Over the past four years banks set aside more than $53 billion to cover potential losses from bad loans. Roughly a third of that was made necessary by the bursting of the late-1980s property bubble, which has seen office rents in Paris plunge 50%. More losses resulted from defaults by small businesses wiped out in the 1992-93 recession, France's worst since World War II. Rating agencies have steadily downgraded the banks' creditworthiness, which increases their cost of raising money. Net banking revenues, after an unbroken rise since 1946, have fallen 8% in the past two years.

The most spectacular flameout was at Credit Lyonnais, which had become the world's largest non-Japanese bank, thanks to an ill-considered orgy of acquisitions before Peyrelevade was brought in three years ago. It lost billions and twice was bailed out by the government, which last year created a special "bad bank" to take over $27 billion worth of Credit Lyonnais's questionable assets. Vienot, among others, loudly criticized the plan as too generous.

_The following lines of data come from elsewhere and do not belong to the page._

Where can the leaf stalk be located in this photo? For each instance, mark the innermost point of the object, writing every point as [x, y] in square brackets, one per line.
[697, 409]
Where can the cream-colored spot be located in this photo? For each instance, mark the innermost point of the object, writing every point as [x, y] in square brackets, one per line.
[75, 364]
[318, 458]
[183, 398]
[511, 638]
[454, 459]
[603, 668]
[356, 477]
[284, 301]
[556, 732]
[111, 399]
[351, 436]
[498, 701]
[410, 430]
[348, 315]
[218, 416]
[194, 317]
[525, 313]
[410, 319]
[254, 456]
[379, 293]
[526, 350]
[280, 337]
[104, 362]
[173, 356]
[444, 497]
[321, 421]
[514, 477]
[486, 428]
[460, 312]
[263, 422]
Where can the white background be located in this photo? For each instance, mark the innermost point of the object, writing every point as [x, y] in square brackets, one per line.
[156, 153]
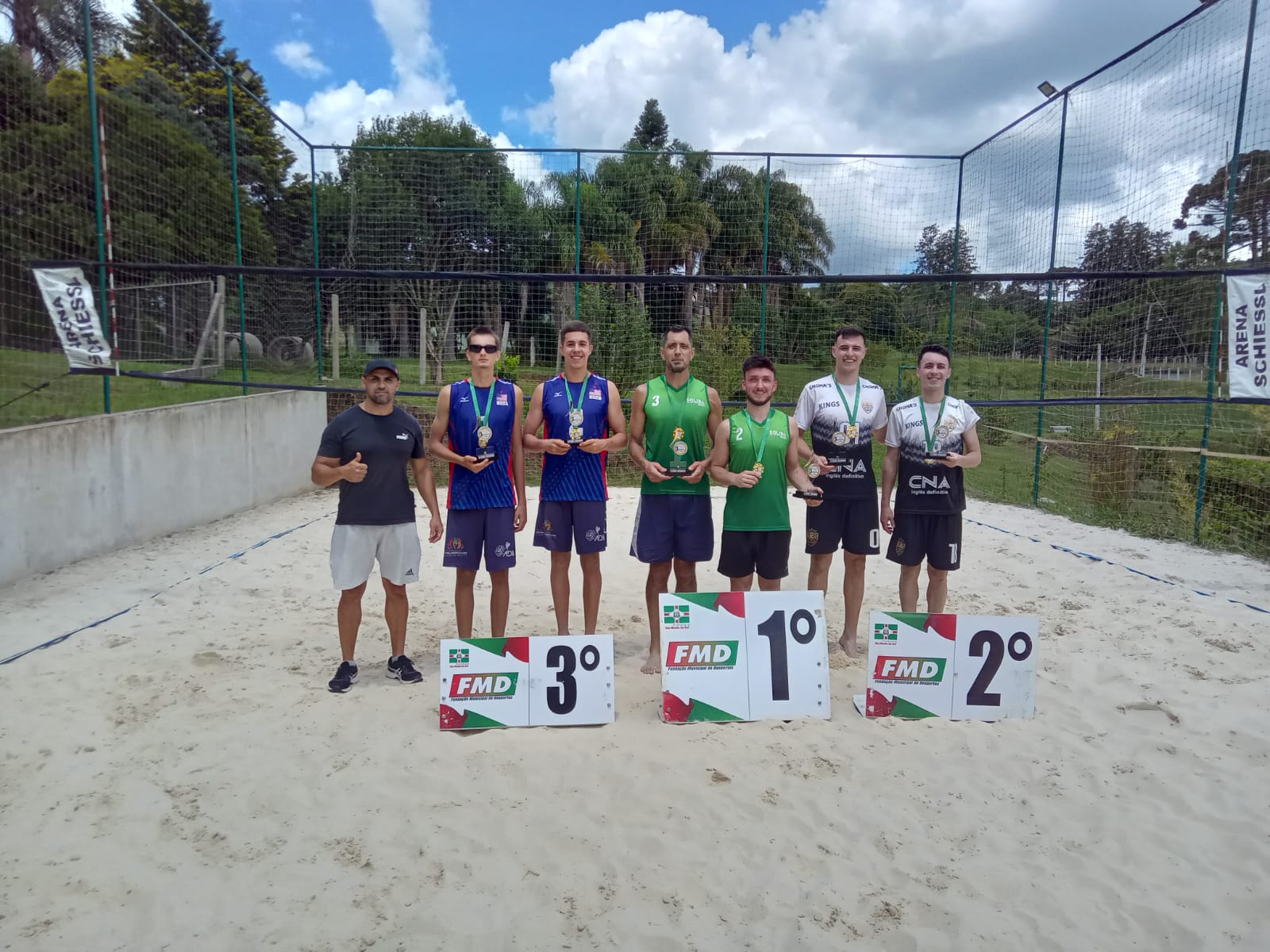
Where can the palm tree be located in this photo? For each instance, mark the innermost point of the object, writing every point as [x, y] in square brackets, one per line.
[50, 33]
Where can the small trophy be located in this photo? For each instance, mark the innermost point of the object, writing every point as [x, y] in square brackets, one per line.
[679, 446]
[484, 435]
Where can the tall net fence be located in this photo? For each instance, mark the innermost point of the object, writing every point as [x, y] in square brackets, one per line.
[400, 241]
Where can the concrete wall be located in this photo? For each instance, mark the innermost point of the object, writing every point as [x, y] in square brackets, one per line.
[80, 488]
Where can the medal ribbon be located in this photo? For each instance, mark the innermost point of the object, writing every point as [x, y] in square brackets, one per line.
[683, 403]
[568, 393]
[483, 418]
[930, 440]
[761, 447]
[852, 410]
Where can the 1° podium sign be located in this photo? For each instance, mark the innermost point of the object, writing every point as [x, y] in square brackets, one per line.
[743, 657]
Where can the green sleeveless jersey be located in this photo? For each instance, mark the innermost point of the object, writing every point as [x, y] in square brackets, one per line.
[765, 505]
[667, 409]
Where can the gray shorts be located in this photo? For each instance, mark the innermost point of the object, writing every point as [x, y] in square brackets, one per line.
[353, 550]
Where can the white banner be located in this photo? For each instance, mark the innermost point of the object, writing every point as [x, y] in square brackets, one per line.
[69, 300]
[1248, 342]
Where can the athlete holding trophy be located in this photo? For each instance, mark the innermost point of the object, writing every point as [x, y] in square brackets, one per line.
[671, 416]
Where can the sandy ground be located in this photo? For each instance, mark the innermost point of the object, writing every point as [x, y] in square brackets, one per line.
[179, 778]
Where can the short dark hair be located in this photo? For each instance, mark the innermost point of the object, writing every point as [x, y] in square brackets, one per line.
[933, 349]
[484, 329]
[575, 328]
[757, 362]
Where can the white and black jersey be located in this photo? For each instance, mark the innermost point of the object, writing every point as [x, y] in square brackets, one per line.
[821, 412]
[924, 486]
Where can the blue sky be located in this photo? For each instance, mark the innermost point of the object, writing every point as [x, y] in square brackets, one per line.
[837, 75]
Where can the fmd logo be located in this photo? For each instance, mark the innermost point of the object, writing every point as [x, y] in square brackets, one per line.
[702, 654]
[910, 670]
[476, 687]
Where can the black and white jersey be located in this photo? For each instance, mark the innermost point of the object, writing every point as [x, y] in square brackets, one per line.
[850, 451]
[925, 486]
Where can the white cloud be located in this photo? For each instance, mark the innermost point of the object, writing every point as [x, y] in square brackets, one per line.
[298, 56]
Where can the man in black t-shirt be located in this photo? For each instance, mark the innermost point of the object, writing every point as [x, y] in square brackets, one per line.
[366, 450]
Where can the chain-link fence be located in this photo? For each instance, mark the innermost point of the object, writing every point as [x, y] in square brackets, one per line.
[1087, 239]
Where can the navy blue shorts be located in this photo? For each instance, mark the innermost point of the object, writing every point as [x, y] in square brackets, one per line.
[675, 526]
[470, 531]
[578, 524]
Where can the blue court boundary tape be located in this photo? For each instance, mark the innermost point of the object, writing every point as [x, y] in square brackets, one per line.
[60, 639]
[1108, 562]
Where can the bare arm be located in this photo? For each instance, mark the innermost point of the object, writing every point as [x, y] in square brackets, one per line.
[533, 423]
[427, 486]
[972, 457]
[437, 443]
[889, 471]
[520, 520]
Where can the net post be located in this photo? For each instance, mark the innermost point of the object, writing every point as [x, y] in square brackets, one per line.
[94, 121]
[956, 253]
[768, 220]
[238, 228]
[313, 190]
[1232, 179]
[1049, 304]
[577, 236]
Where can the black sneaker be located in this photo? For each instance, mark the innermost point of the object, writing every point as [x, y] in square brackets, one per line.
[403, 670]
[344, 678]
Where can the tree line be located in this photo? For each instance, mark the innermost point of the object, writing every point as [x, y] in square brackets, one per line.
[660, 209]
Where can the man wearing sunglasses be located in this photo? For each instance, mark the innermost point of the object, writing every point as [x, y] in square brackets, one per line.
[478, 432]
[581, 414]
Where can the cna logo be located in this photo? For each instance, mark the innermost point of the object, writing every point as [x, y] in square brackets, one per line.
[887, 631]
[483, 685]
[702, 654]
[929, 484]
[910, 670]
[676, 617]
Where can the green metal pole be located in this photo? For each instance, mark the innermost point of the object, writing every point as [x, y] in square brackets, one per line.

Despite signs that the worst is over, bad news continues: Credit Foncier, which dispenses subsidized mortgage loans, disclosed a $2 billion loss in April and may soon need a bailout. Credit Lyonnais, after a token 1995 profit of $2.5 million, suffered a devastating fire last month at its 19th century headquarters building in Paris. Worse, the bailout plan is already in trouble, and Goldman Sachs predicts that the bank will lose $200 million this year if the deal is not restructured.

All is not dark. Now that property prices have stopped falling and other bad debts are accounted for, "this will be the year of the rebound," predicts Michel Freyche, president of the French Banking Association, noting that U.S. banks have bounced back from equally tough times. "It isn't as bad as some say." Indeed, from the customers' viewpoint, paradoxically, France's banking system, largely denationalized since 1987--with the exception of Credit Lyonnais, the CIC group and a handful of midsize banks00is one of Europe's most modern and efficient. But, observes Alain Branchey of the rating agency Standard & Poor's, "we don't expect as quick a rebound as we saw in the States."

The primary source of the commercial banks' woes is competition from specialized institutions like savings banks, mutual-credit associations, even the post office (it holds 12% of French bank deposits), which don't have to earn profits to please shareholders and are granted privileges under French law. Yet they are aggressive rivals to the commercial banks, competing for loans in a shrinking market. Result: the profit margins on lending have been whittled to the vanishing point.

Chronically low profitability keeps the major French banks from joining their British, Dutch, Swiss and German peers in the headlong rush toward globalization. The commercial bankers say they need an end to the unfair competition from their protected domestic rivals. Financial reform to increase bank profits would be politically unpopular, of course. But any government of France, a country that prides itself on its international role, has to consider the impact on public opinion if, as men like Vienot and Peyrelevade predict, the French financial system is reduced to colonial status.